When, some little time later, she went next door she found it to be in an even worse state than Sep’s house—she would always think of it as Sep’s house—but she didn’t actually see the dirt and grime, for in her mind’s eye now she was imagining what they would both look like when she had finished scrubbin
g, painting and papering them and making them into a home, a real home, her home, a place where she hadn’t to wear a mob cap, nor bow and scrape to anyone, but what was more a place wherein if she had no-one to love she would certainly have no-one to scorn her, or at best treat her like an obliging whore.
Two
The agent had said she could go ahead with the painting and redecorating but she couldn’t live in the house until the deeds were actually signed, which would happen in about a month’s time. So every day she came down from Gateshead. During the first week all she managed to do was to strip the walls and scrub and rub down the woodwork ready for painting. She had engaged a man to paint the outside of both houses, back and front, but she was going to paint the inside herself…white.

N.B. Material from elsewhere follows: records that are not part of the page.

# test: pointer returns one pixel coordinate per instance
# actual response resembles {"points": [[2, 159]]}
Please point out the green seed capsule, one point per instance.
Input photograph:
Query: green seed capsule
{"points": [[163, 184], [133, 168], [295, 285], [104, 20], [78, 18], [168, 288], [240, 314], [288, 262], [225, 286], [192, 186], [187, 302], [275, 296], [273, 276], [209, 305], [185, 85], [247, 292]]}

When she told the painter this he had simply gaped at her before saying, ‘Oh, miss, that’ll be a mistake; you could never keep anything white for five minutes around here; a nice light brown now with a grain to it, a combed grain, that would look fine and you wouldn’t need to touch it for a couple of years or more. But white; oh no; you’d have to have a pail in your hand washin’ down every week.’
‘I want it white.’
‘Aw well’—he had shaken his head sadly—‘you’ll live and learn, miss. You’ll live and learn.’
The painter finished his work in a week, and afterwards she found she missed him—there was no-one to pass a word with—so she told herself the quicker she got the place ready for what she meant to do the better.